Tesco chief executive Dave Lewis told The Financial Times that the bulk sales served independent merchants rather than individual consumers, and sold “large volumes [of] mainly tobacco and alcohol”. 
He added: “It’s not profitable and it adds complexity to the way we run the operation. We took a decision to exit that segment in order that we could focus on direct retail customers.”
In a separate interview, Tesco Lotus CEO John Christie said the Thai retailer continued to see strong performance along with positive feedback from its core customer group, who are individual customers shopping for their families. 
“Our fresh-food department in particular has been growing as customers enjoy our high-quality products at affordable prices. In addition, we continue to focus on keeping prices low for products that matter most to customers, such as baby formula to help customers save on the cost of living,” he said.
Lewis attributed restrained price increases, which helped Tesco extend a streak of growth in the volume of fresh-food sales into its third year, to an “agile way of working together [with suppliers] to control costs and maintain lower prices”. 
He pointed to a “crop flush” initiative that the supermarket is running with potato farmers, which involves selling surplus produce at lower prices. When vegetables are deemed not good enough for the grocery aisles, Tesco now diverts them to ready-meals factories rather than throwing them out.
Tesco is trying to extend its lead in UK convenience retailing with the 3.7-billion-pound (Bt160 billion) takeover of food wholesaler Booker Group, announced in January.
Booker serves independent merchants rather than retail consumers and derives 30 per cent of its revenue from bulk tobacco sales. The acquisition has drawn criticism from two large shareholders and prompted the chain’s senior non-executive director to quit in protest. Richard Cousins, who left after just two years on the board, complained that Tesco needed “to make the business simpler, not more complex”.
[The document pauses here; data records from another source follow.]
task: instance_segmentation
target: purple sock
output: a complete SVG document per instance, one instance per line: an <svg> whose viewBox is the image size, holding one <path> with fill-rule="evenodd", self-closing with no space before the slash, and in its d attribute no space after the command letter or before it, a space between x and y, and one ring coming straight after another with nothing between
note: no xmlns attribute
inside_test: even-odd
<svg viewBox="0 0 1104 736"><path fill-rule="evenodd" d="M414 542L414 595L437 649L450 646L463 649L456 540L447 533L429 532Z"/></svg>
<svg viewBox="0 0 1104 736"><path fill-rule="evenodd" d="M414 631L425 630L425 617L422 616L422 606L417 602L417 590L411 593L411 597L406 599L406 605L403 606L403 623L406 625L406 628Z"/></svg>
In the UK, Tesco’s sales growth was helped by rising food-price inflation. The supermarket increased the price of its customers’ average shopping basket by 1.4 per cent between February and May, according to figures supplied by Lewis. However, that was below average grocery-market inflation of 2.9 per cent measured by Kantar Worldpanel, and has contributed to grocery sales rising at their fastest rate in three and a half years.
In the past, supermarkets have benefited from inflation by passing on cost increases to consumers and boosting their own profit margins. However, more intense competition in Britain after the rapid expansion of German discounters Aldi and Lidl has made companies wary of doing the same again.
Tesco, the UK’s largest supermarket chain, has been working to turn itself around and win back market share after a difficult period that culminated with one of the biggest losses in British corporate history in 2015.